Alex rammenta raramente la sua età e ciò che ne dovrebbe conseguire, sentendosi in colpa in seguito a quei rari momenti dove l’entusiasmo e la frivolezza tipica della giovinezza prendono su di lei il sopravvento. Alla protagonista sembra quasi vietato godersi la vita, perché ogni conquista fatta spesso sfuma a causa di motivi esterni: un ex compagno alcolizzato e collerico e una madre i cui disturbi mentali la portano a vivere in strada come una barbona e a frequentare gli uomini sbagliati. Nonostante tutto il dolore che le persone care ad Alex le abbiano arrecato, lei non porta rancore, anzi, alle volte sembra quasi voler tornare sui suoi passi per non abbandonarle, cosa che meriterebbero.
Probabilmente il suo istinto dipende molto dalla sua sensibilità ed intelligenza: lei sa che se la madre è così, è perché non ha avuto una vita facile, così come l’ex compagno. La forza che la spinge ad allontanarsi dai guai è Maddy, l’amore per questa figlia, più che l’amore per sé stessa. L’unico spazio, l’unico angolo di pace che riesce a ritagliarsi è quando scrive il suo diario, dove racconta, con voracità, le sue esperienze lavorative. Alex è una “maid“, cioè una donna delle pulizie, una colf, una che pulisce centinaia di bagni e abitazioni, una che fa caso agli oggetti e alla vita delle persone che le abitano. Le sue storie saranno, infatti, la sua via di fuga, l’unica possibilità di un riscatto personale che vada oltre l’amore per la figlia, l’unico modo che ha di amare sé stessa.

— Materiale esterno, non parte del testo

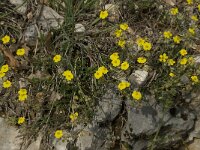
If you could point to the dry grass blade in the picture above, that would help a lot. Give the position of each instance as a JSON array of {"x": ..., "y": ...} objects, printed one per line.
[{"x": 9, "y": 56}]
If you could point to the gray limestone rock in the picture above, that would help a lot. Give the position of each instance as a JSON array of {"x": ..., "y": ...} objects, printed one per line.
[
  {"x": 9, "y": 139},
  {"x": 109, "y": 106},
  {"x": 93, "y": 137},
  {"x": 21, "y": 6}
]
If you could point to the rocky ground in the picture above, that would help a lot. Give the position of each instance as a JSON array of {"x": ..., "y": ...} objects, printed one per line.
[{"x": 117, "y": 123}]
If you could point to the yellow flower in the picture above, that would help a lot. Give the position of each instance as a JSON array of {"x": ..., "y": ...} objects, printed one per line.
[
  {"x": 103, "y": 69},
  {"x": 191, "y": 60},
  {"x": 121, "y": 43},
  {"x": 114, "y": 56},
  {"x": 123, "y": 26},
  {"x": 163, "y": 57},
  {"x": 4, "y": 68},
  {"x": 115, "y": 62},
  {"x": 141, "y": 60},
  {"x": 58, "y": 134},
  {"x": 123, "y": 84},
  {"x": 57, "y": 58},
  {"x": 140, "y": 41},
  {"x": 171, "y": 74},
  {"x": 98, "y": 74},
  {"x": 171, "y": 62},
  {"x": 177, "y": 39},
  {"x": 68, "y": 75},
  {"x": 118, "y": 33},
  {"x": 136, "y": 95},
  {"x": 2, "y": 74},
  {"x": 167, "y": 34},
  {"x": 73, "y": 116},
  {"x": 147, "y": 46},
  {"x": 183, "y": 61},
  {"x": 21, "y": 120},
  {"x": 190, "y": 2},
  {"x": 103, "y": 14},
  {"x": 22, "y": 94},
  {"x": 5, "y": 39},
  {"x": 198, "y": 7},
  {"x": 192, "y": 30},
  {"x": 194, "y": 79},
  {"x": 7, "y": 84},
  {"x": 183, "y": 52},
  {"x": 174, "y": 11},
  {"x": 194, "y": 17},
  {"x": 125, "y": 65},
  {"x": 20, "y": 52},
  {"x": 13, "y": 40}
]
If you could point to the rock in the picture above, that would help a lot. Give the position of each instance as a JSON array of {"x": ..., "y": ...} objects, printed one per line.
[
  {"x": 139, "y": 77},
  {"x": 31, "y": 35},
  {"x": 113, "y": 11},
  {"x": 79, "y": 28},
  {"x": 146, "y": 120},
  {"x": 109, "y": 106},
  {"x": 141, "y": 121},
  {"x": 140, "y": 145},
  {"x": 60, "y": 145},
  {"x": 8, "y": 137},
  {"x": 196, "y": 132},
  {"x": 93, "y": 137},
  {"x": 49, "y": 18},
  {"x": 22, "y": 4},
  {"x": 195, "y": 145},
  {"x": 65, "y": 143}
]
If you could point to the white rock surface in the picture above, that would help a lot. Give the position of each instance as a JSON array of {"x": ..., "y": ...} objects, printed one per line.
[
  {"x": 79, "y": 28},
  {"x": 8, "y": 137},
  {"x": 50, "y": 18},
  {"x": 21, "y": 4}
]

Il livello attoriale di questa miniserie è altissimo, grazie soprattutto all’iconica Andie MacDowell, che interpreta il ruolo di Paula, madre di Alex (le due interpreti sono madre e figlia nella vita reale), e che riesce a creare un personaggio di un’intensità talmente rara da far pensare allo spettatore che sia la sua migliore interpretazione. Maid è un piccolo gioiello che rischia di passare inosservato su una piattaforma come Netflix, perché non propone niente di audace, psichedelico o anticonformista; Maid è vita vera, è un racconto talmente intenso ed incisivo da richiamare tutti e cinque i sensi dello spettatore e da coinvolgere visceralmente il pubblico over 20.